A silent security failure is unfolding inside Hong Kong’s most sophisticated enterprises. As financial institutions, healthcare providers and tech firms race to deploy autonomous AI agents, new global research reveals that only 7% of organisations are truly AI-ready—leaving the remaining 93% exposed to undetectable data breaches, rogue AI behaviour and an inability to recover from machine-speed mistakes.
The Data and AI Trust Gap report from Veeam Software, unveiled at VeeamON London, warns that the security implications of low AI-ready maturity are not theoretical. For Hong Kong, where cross-border data flows with mainland China and stringent Privacy Commissioner rules collide, an ungoverned AI is a security incident waiting to happen.
Data security is slowing AI use across 95% of organisations
Globally, 95% of executives admit that data challenges have already impeded their AI progress. But the deeper security story is this: low AI-ready maturity means organisations cannot see what their AI systems are doing, cannot govern who—or what—accesses sensitive data, and cannot recover cleanly when an agentic AI goes rogue.
Among firms running AI today, only 22% could quickly identify which data an AI system used. Just 25% could trace what actions it took. And only 28% are confident they can detect AI systems operating outside approved parameters. In security terms, that is not a maturity gap; it is a blind spot across the entire attack surface.
APAC’s high adoption masks a fragile security posture
Across Asia-Pacific, the security picture is even more concerning. APAC’s adoption of agentic AI stands at 87%, nearly matching the global average of 88%. Yet full AI readiness—defined by robust data governance, security controls and recoverability—remains below 10%.
Worse, 98% of APAC organisations report that data challenges are slowing their AI, exceeding the already high global figure of 95%. This suggests that security and governance failures are not just persistent but more acute in APAC’s most advanced markets.
When autonomous AI agents operate without visibility, every API call, every database query and every cross-border data transfer becomes a potential exfiltration channel.
‘Shadow AI’ is a mainstream security risk
The report exposes a deeply unsettling reality: unauthorised AI use is now mainstream. Ninety-five per cent of global organisations report shadow AI—employees or teams deploying AI tools without approval—and 93% view it as a significant risk. Yet only 25% offer approved alternatives.

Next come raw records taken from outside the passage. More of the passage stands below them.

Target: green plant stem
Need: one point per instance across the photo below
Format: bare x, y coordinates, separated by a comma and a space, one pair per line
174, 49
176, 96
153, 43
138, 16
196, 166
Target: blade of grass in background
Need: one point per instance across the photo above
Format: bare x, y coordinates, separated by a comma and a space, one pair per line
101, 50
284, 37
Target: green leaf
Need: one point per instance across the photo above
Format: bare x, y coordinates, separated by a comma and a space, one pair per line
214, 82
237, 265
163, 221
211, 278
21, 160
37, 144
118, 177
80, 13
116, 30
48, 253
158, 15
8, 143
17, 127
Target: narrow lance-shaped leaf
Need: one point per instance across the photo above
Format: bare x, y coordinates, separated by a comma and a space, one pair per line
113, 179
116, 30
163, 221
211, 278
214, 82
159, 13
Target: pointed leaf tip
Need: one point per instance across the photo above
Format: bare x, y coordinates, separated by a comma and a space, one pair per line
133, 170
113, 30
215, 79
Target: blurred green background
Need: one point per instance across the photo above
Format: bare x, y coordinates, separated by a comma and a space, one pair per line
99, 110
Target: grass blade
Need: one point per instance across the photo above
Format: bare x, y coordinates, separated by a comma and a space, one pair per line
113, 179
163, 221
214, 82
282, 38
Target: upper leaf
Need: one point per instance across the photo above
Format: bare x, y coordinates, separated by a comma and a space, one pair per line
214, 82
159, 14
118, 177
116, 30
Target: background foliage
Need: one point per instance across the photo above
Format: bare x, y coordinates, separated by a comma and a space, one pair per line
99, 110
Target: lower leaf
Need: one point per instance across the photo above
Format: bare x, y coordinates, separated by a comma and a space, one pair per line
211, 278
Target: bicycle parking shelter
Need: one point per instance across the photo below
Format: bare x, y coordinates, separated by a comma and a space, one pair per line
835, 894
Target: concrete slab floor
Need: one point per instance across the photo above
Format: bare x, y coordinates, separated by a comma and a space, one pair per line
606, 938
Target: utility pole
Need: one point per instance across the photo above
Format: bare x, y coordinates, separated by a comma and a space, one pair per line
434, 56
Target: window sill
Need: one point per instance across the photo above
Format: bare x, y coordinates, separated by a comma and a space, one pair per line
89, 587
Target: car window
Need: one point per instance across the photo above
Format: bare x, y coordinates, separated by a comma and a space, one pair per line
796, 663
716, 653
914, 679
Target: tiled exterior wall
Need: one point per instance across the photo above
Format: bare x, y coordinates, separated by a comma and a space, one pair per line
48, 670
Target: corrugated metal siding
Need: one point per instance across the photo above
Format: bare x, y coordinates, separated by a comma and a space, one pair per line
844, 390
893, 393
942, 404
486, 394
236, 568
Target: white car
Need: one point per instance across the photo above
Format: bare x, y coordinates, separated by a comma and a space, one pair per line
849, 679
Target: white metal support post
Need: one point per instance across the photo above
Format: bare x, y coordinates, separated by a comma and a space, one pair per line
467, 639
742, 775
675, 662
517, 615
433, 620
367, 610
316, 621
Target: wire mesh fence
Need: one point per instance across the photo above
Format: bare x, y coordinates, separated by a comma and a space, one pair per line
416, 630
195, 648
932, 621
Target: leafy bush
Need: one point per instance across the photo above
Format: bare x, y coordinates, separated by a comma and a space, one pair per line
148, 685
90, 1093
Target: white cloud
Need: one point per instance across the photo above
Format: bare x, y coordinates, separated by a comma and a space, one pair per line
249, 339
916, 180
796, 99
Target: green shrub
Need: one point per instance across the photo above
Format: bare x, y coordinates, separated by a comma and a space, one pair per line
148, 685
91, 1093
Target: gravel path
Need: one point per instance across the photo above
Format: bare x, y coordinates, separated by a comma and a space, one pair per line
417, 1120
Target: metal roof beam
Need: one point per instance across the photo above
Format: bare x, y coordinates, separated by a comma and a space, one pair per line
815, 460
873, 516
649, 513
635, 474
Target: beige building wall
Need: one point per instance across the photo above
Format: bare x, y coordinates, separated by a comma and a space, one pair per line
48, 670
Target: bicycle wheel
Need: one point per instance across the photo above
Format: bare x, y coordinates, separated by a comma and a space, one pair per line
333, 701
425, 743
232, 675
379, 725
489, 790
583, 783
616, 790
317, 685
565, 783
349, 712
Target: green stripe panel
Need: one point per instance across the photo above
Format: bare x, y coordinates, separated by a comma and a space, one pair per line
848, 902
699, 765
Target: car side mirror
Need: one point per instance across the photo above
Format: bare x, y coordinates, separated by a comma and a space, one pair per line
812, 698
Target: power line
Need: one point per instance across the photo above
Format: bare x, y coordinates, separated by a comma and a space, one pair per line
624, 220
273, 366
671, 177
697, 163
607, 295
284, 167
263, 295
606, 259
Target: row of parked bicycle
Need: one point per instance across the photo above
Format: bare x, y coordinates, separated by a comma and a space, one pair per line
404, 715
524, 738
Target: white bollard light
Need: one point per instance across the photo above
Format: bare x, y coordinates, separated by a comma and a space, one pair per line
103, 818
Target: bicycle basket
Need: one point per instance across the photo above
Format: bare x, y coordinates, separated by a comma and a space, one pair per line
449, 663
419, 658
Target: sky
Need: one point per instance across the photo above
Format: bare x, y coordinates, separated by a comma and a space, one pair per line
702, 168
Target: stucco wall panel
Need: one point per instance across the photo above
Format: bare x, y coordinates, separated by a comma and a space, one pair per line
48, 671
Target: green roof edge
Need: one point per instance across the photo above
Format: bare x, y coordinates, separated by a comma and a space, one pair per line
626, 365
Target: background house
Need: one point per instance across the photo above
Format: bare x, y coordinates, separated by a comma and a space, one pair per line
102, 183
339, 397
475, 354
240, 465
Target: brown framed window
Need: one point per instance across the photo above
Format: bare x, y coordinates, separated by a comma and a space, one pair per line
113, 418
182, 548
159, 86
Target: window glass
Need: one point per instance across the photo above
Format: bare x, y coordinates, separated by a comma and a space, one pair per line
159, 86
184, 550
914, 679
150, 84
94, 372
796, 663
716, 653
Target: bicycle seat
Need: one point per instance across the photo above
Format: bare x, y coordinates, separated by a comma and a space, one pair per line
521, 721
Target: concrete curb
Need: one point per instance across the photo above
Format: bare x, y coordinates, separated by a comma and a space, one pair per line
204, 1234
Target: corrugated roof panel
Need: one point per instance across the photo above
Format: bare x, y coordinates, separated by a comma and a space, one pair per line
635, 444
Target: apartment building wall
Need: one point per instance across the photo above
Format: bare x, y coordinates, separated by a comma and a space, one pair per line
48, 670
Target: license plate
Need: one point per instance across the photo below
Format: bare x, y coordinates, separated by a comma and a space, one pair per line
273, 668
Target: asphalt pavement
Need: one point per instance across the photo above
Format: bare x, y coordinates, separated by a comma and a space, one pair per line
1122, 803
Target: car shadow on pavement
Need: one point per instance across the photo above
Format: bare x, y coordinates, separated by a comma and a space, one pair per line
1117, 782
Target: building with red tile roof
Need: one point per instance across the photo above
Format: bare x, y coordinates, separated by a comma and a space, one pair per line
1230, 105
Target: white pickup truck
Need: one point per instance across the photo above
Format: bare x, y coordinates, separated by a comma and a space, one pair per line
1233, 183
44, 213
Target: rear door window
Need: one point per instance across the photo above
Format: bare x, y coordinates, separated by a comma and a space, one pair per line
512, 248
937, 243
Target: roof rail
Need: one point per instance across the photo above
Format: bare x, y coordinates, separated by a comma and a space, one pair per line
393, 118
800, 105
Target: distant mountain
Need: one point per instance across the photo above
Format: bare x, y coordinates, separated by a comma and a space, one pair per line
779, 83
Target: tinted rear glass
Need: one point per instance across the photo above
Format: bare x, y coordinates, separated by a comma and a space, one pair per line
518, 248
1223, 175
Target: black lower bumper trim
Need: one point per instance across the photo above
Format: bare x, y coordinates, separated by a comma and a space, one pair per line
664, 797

Most firms are trying to suppress demand rather than govern it, and 44% of executives say increased cyber risk is the top consequence.
For Hong Kong’s CISOs, this means AI agents are already operating outside security perimeters, ingesting sensitive customer data, financial records and regulated personal information—without audit trails, without access controls and without any ability to reverse the damage.
AI failures will look like a breach
Traditional security assumes that failures announce themselves as outages. With autonomous AI, failure is silent and data-level. A rogue agent can alter financial models, exfiltrate personal data or manipulate supply chain decisions—all at machine speed, outpacing human detection.
Only 40% of leaders are very confident they can isolate and precisely reverse an agentic AI failure. That means 60% cannot.
In Hong Kong, where the HKMA’s generative AI guidance demands accountability and the Greater Bay Area cross-border data pilot requires meticulous trust, this lack of recoverability is not a technical shortfall. It is a regulatory and security breach waiting to be discovered.
Ownership of AI Security Cannot Be Shared Away
The research shows that where ownership is clearly defined, security outcomes improve dramatically. Organisations where CISOs explicitly own AI agent risk are 24% more likely to detect rogue AI behaviour.

Conversely, those relying on shared ownership are 47% less likely to detect it. As Veeam’s CEO Anand Eswaran noted: “The question transitions from whether you can use AI, to whether you can ensure all your data is secure, governed, compliant and resilient.”
For Hong Kong and APAC, low AI-ready maturity is not an adoption problem. It is a security liability that regulators have already begun to penalise.